First of all, you can’t switch a business account to private. If you want to be private, you have to be a personal account. This means for brand accounts, you lose access to analytics, ads, and many third party API-based platforms. That’s a lot to lose, especially for a brand. Meme accounts that survive on affiliate links and not much else can do it fine, but if you rely on ads, if you need analytics, or if you want to be correctly labeled as a brand, you need to stay public.

Personal Profiles Not Allowed for Businesses

Secondly, a lot of people will decide not to follow you when your account is private. Some people react adversely to FOMO; rather than following to see what they’re missing, they automatically declare you not worth it. After all, maybe your content sucks, and that’s why you’re hiding?
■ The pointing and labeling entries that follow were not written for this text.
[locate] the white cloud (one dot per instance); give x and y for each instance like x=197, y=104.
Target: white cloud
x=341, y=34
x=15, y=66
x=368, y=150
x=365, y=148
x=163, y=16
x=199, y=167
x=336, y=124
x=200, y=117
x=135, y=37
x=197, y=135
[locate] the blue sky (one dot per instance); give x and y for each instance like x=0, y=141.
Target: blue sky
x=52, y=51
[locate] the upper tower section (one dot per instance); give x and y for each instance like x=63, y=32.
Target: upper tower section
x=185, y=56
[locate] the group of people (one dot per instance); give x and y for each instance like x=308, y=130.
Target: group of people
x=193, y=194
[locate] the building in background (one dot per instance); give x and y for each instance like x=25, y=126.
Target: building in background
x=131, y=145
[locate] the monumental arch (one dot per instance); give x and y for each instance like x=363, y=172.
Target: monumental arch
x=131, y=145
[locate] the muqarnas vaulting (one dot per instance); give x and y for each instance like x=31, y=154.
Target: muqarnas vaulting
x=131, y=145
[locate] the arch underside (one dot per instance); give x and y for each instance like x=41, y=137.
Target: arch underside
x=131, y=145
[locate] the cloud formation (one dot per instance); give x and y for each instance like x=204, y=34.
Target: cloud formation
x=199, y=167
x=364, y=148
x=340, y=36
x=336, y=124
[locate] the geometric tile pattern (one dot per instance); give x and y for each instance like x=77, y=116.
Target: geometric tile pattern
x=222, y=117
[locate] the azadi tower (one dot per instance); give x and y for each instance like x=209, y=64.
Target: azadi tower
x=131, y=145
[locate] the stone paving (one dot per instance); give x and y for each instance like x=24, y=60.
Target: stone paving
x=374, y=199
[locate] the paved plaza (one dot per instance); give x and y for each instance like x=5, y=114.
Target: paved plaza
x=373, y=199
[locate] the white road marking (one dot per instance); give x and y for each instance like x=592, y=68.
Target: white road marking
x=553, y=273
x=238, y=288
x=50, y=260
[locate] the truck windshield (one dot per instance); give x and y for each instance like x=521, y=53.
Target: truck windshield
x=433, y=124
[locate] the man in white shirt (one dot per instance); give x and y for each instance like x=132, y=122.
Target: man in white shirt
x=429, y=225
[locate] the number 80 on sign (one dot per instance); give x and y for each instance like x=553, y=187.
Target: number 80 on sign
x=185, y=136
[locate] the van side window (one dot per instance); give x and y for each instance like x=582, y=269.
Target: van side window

A third major drawback is the lack of organic exposure. Think about all of the sources of traffic, visibility, and engagement you get from Instagram.

  • Your content shows up in hashtag and geographic tag feeds.
  • Your content can be embedded on websites, both your own and others.
  • Your content shows up in searches through Instagram’s search engine.

All of this is lost when you set your account to private. Users who follow you can DM your content to their friends – which will show as unavailable – but these other forms won’t even show your account at all.  The only way you’ll show up is when a user is searching for your account name.

Another possibly major drawback is the fact that you can lose verification. According to Instagram rules, you can’t be verified if your account is private, and it’s possible that if you’re a verified account and you go private, you will lose that verification. Now, I know some large accounts from public figures don’t lose verification because of this, or they can get it back right away when they change to public again, but that doesn’t mean you’re big enough to get that kind of special treatment.

Instagram Verification Badge Fading

On top of all of that, you lose out on what I call “spontaneous opportunity.” A fitness model might miss out on being scouted by a magazine because her account is private. A business owner might miss out on a book deal because the potential publisher can’t see their content. Even something as simple as a shout-out trade might be torpedoed because you don’t have the public visibility another account wants.

Probably one of the biggest drawbacks is that the follower growth technique only works once your account is big enough. If you only have a few thousand followers, no one is going to think you’re worth the effort of following. After all, how good can you be if you only have a few thousand followers?

Taking your account private basically trades all forms of Instagram engine discovery, like tag feeds, the explore page, and search, in exchange for like gating. This works for meme accounts and large-scale joke accounts, but it’s much less effective for business accounts.

So, should you take your account private? If you’re a business, probably not. You can certainly give it a try, but it might not be a great idea.